Its candidates act as if there is some meaningful difference between the goals of Medicare for All and the so-called moderate public option legislation, but in truth, other than timing, there is little difference between the two.
Rather than outlawing virtually all private coverage and replacing it with a single government plan, as Medicare for All does, public option proposals would create a government health plan to compete directly against private health plans. Yet, the economic and political dynamics of a public option would still lead to a single government-controlled health care system.
One needs only to repeat the words of then-Rep. Barney Frank, D-Mass., who, during the debate on Obamacare, said, “I think that if we get a good public option, it could lead to single payer and that is the best way to reach single payer.”
We looked at six leading public option legislative proposals. The bills differ in design, but all these proposals would tilt the playing field in favor of the public option, drive out existing private health coverage options, and ultimately leave the government plan as the dominant, or only, health plan in the insurance markets.
Setting aside the individual differences, here’s how a public option scheme would work:
Step One: Create the illusion the government plan is less expensive by shifting costs to doctors, hospitals, and other providers.
All the public option proposals depend on some version of government payment. Government payment rates, such as those used in Medicare or Medicaid rates, serve as a warning against applying them more broadly.
For example, the Medicare trustees report that keeping the current Medicare payment rates for hospitals, nursing homes, and home health agencies will lead to less availability of medical services and “jeopardize” seniors’ access to quality care.

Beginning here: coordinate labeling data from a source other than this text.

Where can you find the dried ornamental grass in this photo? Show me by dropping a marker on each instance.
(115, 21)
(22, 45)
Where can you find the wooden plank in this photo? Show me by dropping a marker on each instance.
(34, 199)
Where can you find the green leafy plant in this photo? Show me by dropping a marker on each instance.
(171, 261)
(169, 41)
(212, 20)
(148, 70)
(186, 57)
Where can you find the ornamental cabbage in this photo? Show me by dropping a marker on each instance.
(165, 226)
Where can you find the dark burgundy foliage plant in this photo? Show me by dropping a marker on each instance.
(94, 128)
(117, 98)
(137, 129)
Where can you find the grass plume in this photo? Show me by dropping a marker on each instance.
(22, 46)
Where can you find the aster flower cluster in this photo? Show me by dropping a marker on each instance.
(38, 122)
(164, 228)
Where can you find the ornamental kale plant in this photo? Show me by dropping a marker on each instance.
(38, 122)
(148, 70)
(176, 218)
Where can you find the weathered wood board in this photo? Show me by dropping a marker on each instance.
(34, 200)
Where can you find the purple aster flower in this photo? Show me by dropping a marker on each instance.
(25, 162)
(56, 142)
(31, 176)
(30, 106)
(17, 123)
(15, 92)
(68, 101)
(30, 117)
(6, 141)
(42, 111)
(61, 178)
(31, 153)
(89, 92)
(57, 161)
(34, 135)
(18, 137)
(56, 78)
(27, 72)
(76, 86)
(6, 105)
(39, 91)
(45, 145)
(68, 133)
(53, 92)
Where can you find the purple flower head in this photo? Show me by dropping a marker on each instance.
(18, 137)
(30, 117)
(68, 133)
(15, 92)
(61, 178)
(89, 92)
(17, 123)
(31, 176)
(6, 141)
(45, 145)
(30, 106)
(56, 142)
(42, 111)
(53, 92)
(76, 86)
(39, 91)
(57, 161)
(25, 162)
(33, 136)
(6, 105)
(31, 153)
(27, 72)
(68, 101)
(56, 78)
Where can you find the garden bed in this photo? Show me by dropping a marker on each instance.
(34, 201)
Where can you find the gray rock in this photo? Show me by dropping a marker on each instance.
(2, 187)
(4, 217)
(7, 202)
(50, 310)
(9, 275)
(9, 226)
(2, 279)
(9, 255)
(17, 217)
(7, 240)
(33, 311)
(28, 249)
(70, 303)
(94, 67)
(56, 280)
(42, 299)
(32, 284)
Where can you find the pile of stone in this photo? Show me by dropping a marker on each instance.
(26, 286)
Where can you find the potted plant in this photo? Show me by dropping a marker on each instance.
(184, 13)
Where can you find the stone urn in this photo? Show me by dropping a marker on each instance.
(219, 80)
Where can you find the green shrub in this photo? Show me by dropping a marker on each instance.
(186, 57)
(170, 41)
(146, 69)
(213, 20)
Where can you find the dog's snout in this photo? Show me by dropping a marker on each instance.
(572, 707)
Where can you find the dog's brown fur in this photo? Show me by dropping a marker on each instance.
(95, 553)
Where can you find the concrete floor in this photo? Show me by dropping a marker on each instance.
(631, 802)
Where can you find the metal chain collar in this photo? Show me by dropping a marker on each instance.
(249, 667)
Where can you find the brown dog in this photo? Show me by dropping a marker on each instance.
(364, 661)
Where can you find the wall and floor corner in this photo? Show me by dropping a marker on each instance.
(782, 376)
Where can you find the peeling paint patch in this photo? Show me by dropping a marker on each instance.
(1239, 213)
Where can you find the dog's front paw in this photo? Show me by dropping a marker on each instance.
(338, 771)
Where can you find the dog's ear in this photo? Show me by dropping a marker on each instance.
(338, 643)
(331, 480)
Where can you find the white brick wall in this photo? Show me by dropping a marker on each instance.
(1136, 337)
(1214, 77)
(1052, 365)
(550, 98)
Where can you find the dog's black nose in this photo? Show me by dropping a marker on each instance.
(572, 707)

In Medicaid, low payment rates also have led to less patient access to doctors and other medical professionals and diminished access to quality of care.
Step Two: Keep doctors and other providers from rejecting these low government payment rates by coercing them into joining the new government health plan.
This is done in the public option proposals by linking provider participation in other government plans to participation in the new government plan.
For instance, doctors who do not sign up for the public option could be forbidden from participating in Medicare or Medicaid.
Directly or indirectly, the public option proposals would establish a compulsory program by pressuring providers in one form or another to join the new public option or be banned from all government business. This would compromise the personal freedom and professional independence of physicians and other practitioners.
Step Three: Make private alternatives unaffordable.
After being pressured to participate in the public option and accept government rates, doctors and other medical professionals likely would seek to make up these losses by demanding higher payment from private health plans.
To keep their provider networks intact, private plans would have little choice but to either pay the higher rates or reduce their capacity.
This, of course, would lead to higher insurance premiums for consumers. The higher premiums would leave the private competitors with fewer enrollees and even higher costs.
Ultimately, many, if not most, of the private options would be driven out of the nation’s insurance markets altogether.
Step Four: Consolidate power and control.
With more private competitors out of the way, the new government plan would either be the dominant health plan or the only plan available, leaving patients without much choice in a shrinking private health insurance market.
Faced with the true and ever-growing cost of maintaining a government-run health plan, it would only be a matter of time before Congress compels taxpayers and patients to cover the losses and foot the bill for the new health care program.
The End Game: Given the underlying economic and political dynamics of these public option proposals, the results are predictable: a collapse of choice and competition in the health insurance markets, more costs shifted onto taxpayers and providers, and the erosion and elimination of private health care alternatives for patients and their families.
In the end, Americans should not be surprised by the consequences of a public option that leads to a single-payer, government-run health care system. And they should look to other government-run health care schemes, such as Britain or Canada, to see the results—longer wait times, fewer providers, and less access to innovative treatments.
Don’t be fooled. In the end, a public option will be no different than so-called Medicare for All. It would just materialize on the installment plan.